We may retain other companies and individuals to perform functions on our behalf. Such third parties may be provided with access to personally identifiable information needed to perform their functions, but may not use such information for any other purpose.
In addition, we may disclose any information, including personally identifiable information, we deem necessary, in our sole discretion, to comply with any applicable law, regulation, legal proceeding or governmental request.
We do not want you to receive unwanted e-mail from us. We try to make it easy to opt-out of any service you have asked to receive. If you sign-up to our e-mail newsletters we do not sell, exchange or give your e-mail address to a third party.
E-mail addresses are collected via the wn.com web site. Users have to physically opt-in to receive the wn.com newsletter and a verification e-mail is sent. wn.com is clearly and conspicuously named at the point of
collection.If you no longer wish to receive our newsletter and promotional communications, you may opt-out of receiving them by following the instructions included in each newsletter or communication or by e-mailing us at michaelw(at)wn.com
The security of your personal information is important to us.

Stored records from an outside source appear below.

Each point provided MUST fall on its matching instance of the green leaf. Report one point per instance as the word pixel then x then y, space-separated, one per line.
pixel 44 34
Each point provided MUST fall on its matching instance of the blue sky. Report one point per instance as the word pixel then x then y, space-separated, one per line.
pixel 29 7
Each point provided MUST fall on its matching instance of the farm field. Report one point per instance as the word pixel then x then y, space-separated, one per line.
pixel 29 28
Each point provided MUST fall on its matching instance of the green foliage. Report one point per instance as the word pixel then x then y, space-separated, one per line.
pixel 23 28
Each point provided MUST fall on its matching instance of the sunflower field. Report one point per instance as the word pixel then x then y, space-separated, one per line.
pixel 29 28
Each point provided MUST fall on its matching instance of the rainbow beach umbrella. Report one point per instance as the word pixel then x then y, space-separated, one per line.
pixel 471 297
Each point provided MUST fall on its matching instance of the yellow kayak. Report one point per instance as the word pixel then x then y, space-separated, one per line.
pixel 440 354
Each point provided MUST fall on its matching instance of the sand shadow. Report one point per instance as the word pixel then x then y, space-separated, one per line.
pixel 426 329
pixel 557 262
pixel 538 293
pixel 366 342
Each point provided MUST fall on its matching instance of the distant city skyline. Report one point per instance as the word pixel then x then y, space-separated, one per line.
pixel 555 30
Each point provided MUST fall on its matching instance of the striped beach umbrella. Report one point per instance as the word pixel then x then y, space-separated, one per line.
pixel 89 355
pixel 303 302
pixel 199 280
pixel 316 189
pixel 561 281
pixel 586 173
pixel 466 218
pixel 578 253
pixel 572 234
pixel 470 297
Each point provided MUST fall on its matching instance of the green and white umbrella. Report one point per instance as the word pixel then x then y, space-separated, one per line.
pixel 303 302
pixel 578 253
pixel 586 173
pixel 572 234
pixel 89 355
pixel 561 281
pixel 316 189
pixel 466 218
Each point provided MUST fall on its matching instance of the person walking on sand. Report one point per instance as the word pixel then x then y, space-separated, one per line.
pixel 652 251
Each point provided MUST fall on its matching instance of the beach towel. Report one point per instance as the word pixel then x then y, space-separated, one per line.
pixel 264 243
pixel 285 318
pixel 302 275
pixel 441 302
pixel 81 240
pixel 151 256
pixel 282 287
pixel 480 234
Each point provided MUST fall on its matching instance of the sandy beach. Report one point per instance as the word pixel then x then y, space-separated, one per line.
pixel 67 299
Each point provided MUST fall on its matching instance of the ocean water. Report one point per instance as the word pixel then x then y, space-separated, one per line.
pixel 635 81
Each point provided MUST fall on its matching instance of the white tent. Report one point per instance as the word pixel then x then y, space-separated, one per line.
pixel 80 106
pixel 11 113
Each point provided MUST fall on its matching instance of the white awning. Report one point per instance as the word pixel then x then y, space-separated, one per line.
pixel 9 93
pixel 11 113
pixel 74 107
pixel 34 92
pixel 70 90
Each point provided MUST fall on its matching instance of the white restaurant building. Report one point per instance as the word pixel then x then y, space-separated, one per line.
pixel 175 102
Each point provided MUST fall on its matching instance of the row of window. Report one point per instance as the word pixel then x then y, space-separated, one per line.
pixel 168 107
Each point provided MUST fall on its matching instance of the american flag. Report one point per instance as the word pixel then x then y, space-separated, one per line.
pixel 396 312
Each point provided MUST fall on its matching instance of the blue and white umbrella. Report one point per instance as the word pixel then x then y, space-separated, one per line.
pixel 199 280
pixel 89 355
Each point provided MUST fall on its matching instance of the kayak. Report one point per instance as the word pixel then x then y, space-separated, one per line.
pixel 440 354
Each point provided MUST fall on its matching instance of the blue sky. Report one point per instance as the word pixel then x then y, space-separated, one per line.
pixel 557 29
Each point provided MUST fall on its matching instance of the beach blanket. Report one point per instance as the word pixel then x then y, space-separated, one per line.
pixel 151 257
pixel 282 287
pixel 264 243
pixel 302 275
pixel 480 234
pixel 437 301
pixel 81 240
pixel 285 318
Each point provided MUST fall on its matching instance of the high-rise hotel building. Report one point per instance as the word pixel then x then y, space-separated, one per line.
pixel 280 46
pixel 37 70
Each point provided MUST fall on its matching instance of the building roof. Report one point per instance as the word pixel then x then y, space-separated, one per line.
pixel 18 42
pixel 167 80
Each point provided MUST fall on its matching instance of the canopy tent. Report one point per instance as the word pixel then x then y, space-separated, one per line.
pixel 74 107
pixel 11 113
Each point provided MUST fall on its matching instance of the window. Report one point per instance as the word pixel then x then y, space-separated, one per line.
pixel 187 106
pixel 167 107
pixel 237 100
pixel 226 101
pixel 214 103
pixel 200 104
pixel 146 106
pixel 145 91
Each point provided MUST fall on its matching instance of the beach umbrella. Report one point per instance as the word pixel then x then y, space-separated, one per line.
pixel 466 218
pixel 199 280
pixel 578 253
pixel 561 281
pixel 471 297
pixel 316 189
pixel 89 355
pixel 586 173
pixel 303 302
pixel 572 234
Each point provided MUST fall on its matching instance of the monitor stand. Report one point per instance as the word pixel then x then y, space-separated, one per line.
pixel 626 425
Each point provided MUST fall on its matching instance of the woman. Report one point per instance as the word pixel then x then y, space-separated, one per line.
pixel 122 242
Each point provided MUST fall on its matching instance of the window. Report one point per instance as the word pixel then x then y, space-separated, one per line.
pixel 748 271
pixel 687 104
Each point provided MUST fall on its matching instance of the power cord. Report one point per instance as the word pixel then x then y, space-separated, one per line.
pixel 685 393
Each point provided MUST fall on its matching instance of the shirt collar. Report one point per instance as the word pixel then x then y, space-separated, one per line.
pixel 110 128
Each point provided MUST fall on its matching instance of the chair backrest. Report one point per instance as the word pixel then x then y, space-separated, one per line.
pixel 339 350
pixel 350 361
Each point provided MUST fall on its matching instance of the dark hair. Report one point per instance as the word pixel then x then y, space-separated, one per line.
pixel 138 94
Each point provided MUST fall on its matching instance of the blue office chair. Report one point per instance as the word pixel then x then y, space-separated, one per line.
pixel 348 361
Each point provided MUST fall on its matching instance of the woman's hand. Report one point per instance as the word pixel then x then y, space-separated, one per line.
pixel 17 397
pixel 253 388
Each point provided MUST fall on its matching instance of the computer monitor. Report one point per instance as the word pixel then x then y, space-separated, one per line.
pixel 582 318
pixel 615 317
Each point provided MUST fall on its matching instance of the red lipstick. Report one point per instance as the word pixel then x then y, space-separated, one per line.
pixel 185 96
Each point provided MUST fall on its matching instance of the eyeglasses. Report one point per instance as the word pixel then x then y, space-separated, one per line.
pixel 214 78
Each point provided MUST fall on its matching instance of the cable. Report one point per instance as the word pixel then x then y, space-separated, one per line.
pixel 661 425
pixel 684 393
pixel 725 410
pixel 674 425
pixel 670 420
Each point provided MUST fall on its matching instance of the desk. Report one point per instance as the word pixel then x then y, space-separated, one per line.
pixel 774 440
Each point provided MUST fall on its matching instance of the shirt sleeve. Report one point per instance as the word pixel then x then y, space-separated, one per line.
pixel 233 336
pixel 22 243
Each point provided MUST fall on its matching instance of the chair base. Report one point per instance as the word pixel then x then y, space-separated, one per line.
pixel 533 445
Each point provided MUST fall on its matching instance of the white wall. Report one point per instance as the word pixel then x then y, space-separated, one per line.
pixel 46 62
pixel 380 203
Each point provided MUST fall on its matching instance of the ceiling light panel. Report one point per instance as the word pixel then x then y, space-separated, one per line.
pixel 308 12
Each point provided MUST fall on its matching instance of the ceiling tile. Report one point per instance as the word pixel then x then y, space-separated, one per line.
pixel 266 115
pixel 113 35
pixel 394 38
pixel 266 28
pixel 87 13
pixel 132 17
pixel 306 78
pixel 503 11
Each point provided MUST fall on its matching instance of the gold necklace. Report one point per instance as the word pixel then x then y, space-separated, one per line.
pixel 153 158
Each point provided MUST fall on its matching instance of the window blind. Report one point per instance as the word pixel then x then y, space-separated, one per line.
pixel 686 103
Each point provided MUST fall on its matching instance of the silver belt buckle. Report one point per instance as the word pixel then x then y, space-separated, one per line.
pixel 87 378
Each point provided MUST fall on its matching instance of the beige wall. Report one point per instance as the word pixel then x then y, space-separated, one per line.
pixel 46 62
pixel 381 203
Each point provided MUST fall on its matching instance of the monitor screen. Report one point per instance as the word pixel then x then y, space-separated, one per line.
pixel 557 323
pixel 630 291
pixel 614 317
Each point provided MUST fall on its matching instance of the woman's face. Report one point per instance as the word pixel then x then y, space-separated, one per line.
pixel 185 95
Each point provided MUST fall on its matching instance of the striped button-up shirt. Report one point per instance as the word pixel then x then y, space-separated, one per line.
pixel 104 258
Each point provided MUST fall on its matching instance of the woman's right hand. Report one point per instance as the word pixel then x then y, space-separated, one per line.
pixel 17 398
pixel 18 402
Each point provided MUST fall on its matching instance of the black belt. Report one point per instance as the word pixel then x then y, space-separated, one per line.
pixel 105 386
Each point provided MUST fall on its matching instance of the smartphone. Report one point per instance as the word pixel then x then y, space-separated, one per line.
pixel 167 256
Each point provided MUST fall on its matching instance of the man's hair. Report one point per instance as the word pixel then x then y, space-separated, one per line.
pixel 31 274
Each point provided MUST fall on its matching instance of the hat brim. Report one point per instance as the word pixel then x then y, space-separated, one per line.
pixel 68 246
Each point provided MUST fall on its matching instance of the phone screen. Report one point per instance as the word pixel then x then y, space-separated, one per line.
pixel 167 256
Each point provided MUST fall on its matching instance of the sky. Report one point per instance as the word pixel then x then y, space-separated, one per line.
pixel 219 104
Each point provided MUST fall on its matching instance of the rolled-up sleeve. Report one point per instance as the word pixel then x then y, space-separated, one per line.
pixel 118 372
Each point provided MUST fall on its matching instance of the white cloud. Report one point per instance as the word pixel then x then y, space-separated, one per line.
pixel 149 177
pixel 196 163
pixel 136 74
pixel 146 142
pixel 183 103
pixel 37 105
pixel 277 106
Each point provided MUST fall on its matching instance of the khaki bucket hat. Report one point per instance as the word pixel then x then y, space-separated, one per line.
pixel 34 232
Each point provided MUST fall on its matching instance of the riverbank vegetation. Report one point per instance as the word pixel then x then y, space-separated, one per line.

We follow generally accepted industry standards to protect the personal information submitted to us, both during registration and once we receive it. No method of transmission over the Internet, or method of electronic storage, is 100 percent secure, however. Therefore, though we strive to use commercially acceptable means to protect your personal information, we cannot guarantee its absolute security.
If we decide to change our e-mail practices, we will post those changes to this privacy statement, the homepage, and other places we think appropriate so that you are aware of what information we collect, how we use it, and under what circumstances, if any, we disclose it.
If we make material changes to our e-mail practices, we will notify you here, by e-mail, and by means of a notice on our home page.
The advertising banners and other forms of advertising appearing on this Web site are sometimes delivered to you, on our behalf, by a third party. In the course of serving advertisements to this site, the third party may place or recognize a unique cookie on your browser. For more information on cookies, you can visit www.cookiecentral.com.
As we continue to develop our business, we might sell certain aspects of our entities or assets. In such transactions, user information, including personally identifiable information, generally is one of the transferred business assets, and by submitting your personal information on Wn.com you agree that your data may be transferred to such parties in these circumstances.